La polémica 'acción de oro'
El Tribunal de Justicia de la UE sentó un importante precedente el año pasado sobre los límites a la intervención pública en las antiguas empresas privatizadas. En tres sentencias sobre sendas denuncias de la Comisión Europea contra Francia, Bélgica y Portugal, la última instancia judicial europea delimitó con claridad el derecho de los Estados a garantizar la viabilidad de aquellas compañías que prestan servicios de interés general para la ciudadanía.
Al condenar la discrecionalidad de las normativas francesa y portuguesa, el tribunal acotó los límites a la mera intervención política en defensa de intereses coyunturales. La ley belga, que prevé la intervención de las autoridades en el sector del gas en caso de peligro para el suministro, permitió a los mismos jueces avalar lo que consideraban un ejemplo de actuación mesurada. Bruselas acogió con satisfacción unas sentencias que, pensó, zanjaban la vieja disputa entre los encendidos partidarios de la acción de oro (el Gobierno de José María Aznar entre ellos) y sus detractores, como la Comisión Europea. Los siguientes casos, sin embargo, han demostrado que la jurisprudencia se encuentra lejos de estar definida.
El abogado general del tribunal, Dámaso Ruiz-Jarabo Colomer, presentó ayer sus conclusiones sobre dos nuevos casos de acción de oro.
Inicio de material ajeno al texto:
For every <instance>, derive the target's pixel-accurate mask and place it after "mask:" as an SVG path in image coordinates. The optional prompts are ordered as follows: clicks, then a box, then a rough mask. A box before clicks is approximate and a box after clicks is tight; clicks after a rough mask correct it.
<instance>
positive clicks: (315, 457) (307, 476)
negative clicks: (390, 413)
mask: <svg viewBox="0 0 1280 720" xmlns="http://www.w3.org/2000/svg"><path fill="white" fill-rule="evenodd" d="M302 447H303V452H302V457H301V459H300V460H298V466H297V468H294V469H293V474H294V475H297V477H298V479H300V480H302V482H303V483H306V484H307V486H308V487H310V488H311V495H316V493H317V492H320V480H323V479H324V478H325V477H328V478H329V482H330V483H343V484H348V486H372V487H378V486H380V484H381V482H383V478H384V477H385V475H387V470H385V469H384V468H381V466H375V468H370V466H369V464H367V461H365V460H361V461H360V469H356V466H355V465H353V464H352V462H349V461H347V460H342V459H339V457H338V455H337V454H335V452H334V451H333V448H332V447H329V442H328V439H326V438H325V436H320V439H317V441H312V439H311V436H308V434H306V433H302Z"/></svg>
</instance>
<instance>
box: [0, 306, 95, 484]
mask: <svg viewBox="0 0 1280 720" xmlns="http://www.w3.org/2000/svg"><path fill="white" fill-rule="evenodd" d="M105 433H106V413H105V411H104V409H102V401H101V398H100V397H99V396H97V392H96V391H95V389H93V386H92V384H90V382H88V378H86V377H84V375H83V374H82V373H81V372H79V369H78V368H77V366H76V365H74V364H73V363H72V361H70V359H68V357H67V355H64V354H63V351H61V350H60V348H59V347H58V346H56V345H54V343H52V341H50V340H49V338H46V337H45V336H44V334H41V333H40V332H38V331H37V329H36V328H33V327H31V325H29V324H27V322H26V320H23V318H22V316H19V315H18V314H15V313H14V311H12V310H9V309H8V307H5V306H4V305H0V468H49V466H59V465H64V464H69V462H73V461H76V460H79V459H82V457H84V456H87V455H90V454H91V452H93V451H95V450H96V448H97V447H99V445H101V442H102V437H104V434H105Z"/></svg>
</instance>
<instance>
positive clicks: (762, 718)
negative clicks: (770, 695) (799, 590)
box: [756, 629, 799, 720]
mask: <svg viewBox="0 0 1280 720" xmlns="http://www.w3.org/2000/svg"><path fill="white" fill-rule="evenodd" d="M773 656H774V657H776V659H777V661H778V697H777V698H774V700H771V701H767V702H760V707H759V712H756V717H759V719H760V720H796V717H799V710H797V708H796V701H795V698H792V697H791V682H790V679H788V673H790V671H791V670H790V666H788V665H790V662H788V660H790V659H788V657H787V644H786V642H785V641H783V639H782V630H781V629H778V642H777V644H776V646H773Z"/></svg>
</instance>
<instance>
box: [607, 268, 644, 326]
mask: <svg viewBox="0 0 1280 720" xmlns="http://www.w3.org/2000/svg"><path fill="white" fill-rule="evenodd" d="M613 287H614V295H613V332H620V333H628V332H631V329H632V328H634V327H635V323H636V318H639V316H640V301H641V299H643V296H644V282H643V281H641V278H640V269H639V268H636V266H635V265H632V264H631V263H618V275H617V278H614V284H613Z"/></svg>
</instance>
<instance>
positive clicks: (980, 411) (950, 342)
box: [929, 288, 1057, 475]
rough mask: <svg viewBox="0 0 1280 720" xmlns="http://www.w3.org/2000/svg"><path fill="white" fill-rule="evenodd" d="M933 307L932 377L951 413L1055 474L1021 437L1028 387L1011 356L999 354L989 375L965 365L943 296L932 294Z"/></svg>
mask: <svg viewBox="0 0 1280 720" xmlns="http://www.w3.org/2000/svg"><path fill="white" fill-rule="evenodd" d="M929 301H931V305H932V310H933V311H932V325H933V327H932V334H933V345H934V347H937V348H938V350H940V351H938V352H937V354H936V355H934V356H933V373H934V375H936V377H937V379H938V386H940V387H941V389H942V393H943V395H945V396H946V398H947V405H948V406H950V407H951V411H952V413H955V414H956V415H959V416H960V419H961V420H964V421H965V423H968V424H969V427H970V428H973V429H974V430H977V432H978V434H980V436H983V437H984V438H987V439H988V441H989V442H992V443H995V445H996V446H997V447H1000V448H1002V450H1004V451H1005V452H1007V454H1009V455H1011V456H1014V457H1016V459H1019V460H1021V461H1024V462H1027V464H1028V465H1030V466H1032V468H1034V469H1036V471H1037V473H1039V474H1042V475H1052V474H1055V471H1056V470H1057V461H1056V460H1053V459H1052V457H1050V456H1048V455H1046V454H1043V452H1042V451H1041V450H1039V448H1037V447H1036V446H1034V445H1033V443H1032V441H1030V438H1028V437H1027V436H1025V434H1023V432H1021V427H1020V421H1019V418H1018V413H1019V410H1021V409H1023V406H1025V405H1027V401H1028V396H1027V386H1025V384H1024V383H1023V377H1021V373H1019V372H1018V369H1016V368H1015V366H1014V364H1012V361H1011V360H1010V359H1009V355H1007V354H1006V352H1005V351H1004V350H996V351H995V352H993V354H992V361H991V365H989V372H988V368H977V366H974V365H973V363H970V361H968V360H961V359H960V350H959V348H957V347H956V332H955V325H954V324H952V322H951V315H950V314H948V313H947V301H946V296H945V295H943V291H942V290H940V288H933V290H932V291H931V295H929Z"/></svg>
En el del Reino Unido considera injustificada la acción de oro impuesta en la privatización de la autoridad aeroportuaria. En el de España, en cambio, el magistrado se pronuncia a favor de la acción de oro que el Gobierno disfruta o ha disfrutado en Tabacalera, Argentaria, Telefónica, Repsol y Endesa, y a las que añadió después Indra e Iberia.
El razonamiento del abogado se basa en que la norma española responde a los criterios de proporcionalidad que el tribunal reconoció en la norma belga. El magistrado español también alaba el carácter transitorio (10 años en la mayoría de los casos) de la acción de oro española, y la intención del Gobierno de utilizarla sólo para preservar la seguridad del abastecimiento, la seguridad económica y social y la protección de los intereses de los consumidores.
Nada dice Ruiz-Jarabo sobre la potencial discrecionalidad que la ley española permite al Gobierno de turno, lo cual la acerca más a las reprobadas normas francesa y portuguesa. Baste recordar que el Gobierno abortó el conato de fusión entre KPN y Telefónica simplemente agitando el espantajo de la ación de oro porque no consideró apropiada la presencia de capital público en la operadora holandesa. Un argumento discutible, pero desde luego difícil de justificar en base al interés por garantizar el servicio, pues difícilmente la presencia de capital público puede ser una amenaza. Más bien es una prueba clara de la libertad que se arroga el Gobierno para influir en la estrategia empresarial de las sociedades que copan el mercado bursátil español. Algo que debe estar absolutamente desterrado en un mercado que apuesta por la libertad empresarial.